Kenny Martin/Daily Journal
Brian Ogata, Barbara Anderson, Marc Samuels and Eric Fronberg rehearse before their live Blue Blanket Improv show at Odd Fellows Hall in Half Moon Bay.
If you make your way to Odd Fellows Hall, located on Half Moon Bay’s Main Street, on the second Saturday of the month, you’ll be treated to a night of silly antics and humorous scenarios.
For the cozy, intimate second story of Odd Fellows Hall is where Blue Blanket Improv calls home.
Marc Samuels, 46, founded Blue Blanket Improv in 2001 to create a challenge for himself, and others, and to force himself to keep his wit and mindset sharp. Samuels’ passion for improv started in Southern California, growing up in the San Fernando Valley, where he was a part of the JFK High School drama program.
“Improv interested me because I liked to mess with people,” Samuels said. “Even in regular shows, I might change a line to see how the other people would react.”
Samuels eventually moved to San Francisco in 2000, and later to Half Moon Bay in 2001, and he started teaching improv classes and workshops at Fort Mason in San Francisco. It was going good for a while. Samuels was staying sharp and people were getting good at improv, but then people would leave for other improv clubs and Samuels wasn’t feeling the challenge gained by performing in front of a live audience.

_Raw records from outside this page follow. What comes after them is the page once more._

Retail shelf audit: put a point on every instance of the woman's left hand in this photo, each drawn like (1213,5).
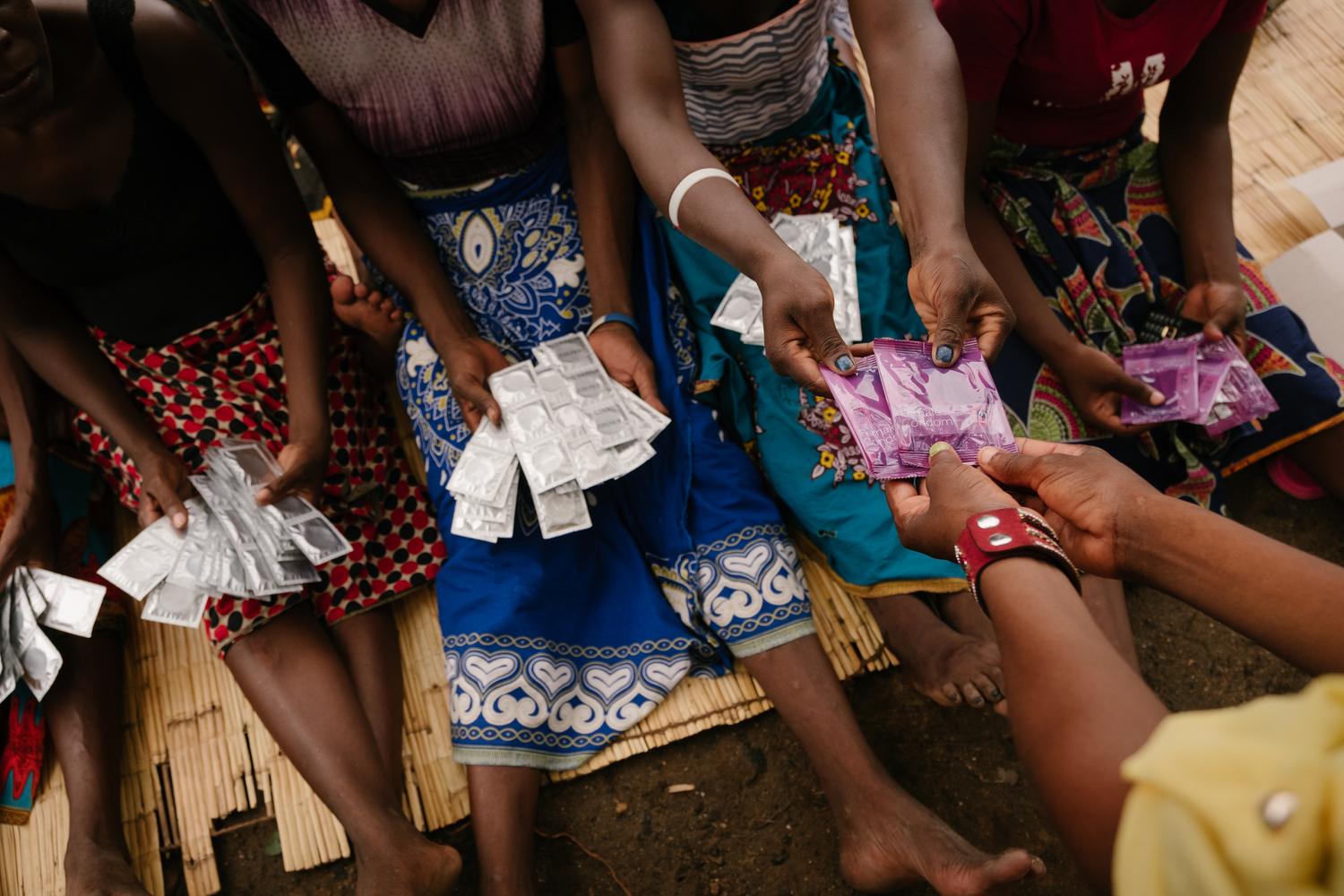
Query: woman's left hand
(304,466)
(932,517)
(1222,308)
(625,362)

So, Samuels decided to create his own group, and the first auditions were scheduled for Sept. 11, 2001. Due to the events of that morning, however, a second audition date was created. Some people did actually show up to the auditions on Sept. 11, and it seemed to help take people’s minds off the tragedy of the day, but the majority of people came for the postponed tryouts. Originally, Samuels pictured the troupe performing at parks, and he bought blue blankets (for no particular reason) to be the sign to let people know where to go for their entertainment. Thus, the name of the improv troupe was born.
Samuels and the rest of Blue Blanket Improv felt getting paid for performances would complicate things and strain the relationship, so they registered as a non-profit group. For their shows, the group asks for a $10 entrance fee, and all the money they collect goes to various charities such as Best Buddies, a group for those with physical disabilities, or a performing arts scholarship.
Samuels and the rest of the performers are a part of Blue Blanket for the joy they find in it, but it’s not a way for them to make a living. Samuels, by day, works at the VA hospital in Palo Alto, where he has to help heal traumatized Iraqi and Afghani war veterans.
“It’s very disturbing and requires a lot of focused, serious energy,” Samuels said. “I find it very helpful to be in a creative environment where I can do anything silly and it’s OK. We all need therapy, and this is my therapy.”
Brian Ogata, another member of the troupe who teaches public speaking and debate classes at a high school, is enthralled with the feeling of creating a flowing narrative on the fly.
“When you get into a scene that just flows and everything just seems to work out it’s the most amazing experience you could ever have as an improv performer,” Ogata said. “It feels so good that’s the experience you keep coming back for.”
At the shows, all of the scene themes are generated by the audience. No matter the improv game, audiences never fail to come up with humorous situations, such as a father killing his son trying to shoot a grape off his head, getting led to hell by the devil, and then being reunited and bound to his son for the rest of eternity, with the entire scene playing out in movie-musical style.
“I have no idea what’s going to happen in any given scene on any given night — which I enjoy,” Samuels said. “A scene is about developing an interesting story — a beginning, a middle and an end. The hardest part for me is not to gag — saying something funny to get a laugh instead of progressing a story. I want the audience to laugh at the situation, not the dirty word.”
The current members of Blue Blanket Improv are Samuels, Ogata, Steve Ketchpel, Barbara Anderson, Eric Fronberg, Kevin Nova, Todd Sedano, Jen Mazzon and Jasmine Gunkel. To prepare for their live shows, these performers meet every Monday evening in Samuel’s garage for a couple of hours and practice the variety of games in their repertoire.
These performers described the incredible chemistry and trust they have built with each other, through rehearsals and live performances.
“It’s a little bit like jazz,” Anderson said. “Everything’s going to be spontaneous, but it’s also true the more you rehearse and work with the same group of people, the more you know what tune you can play and how they’ll harmonize with it. It seems to me it’s the closest thing to being able to play jazz.”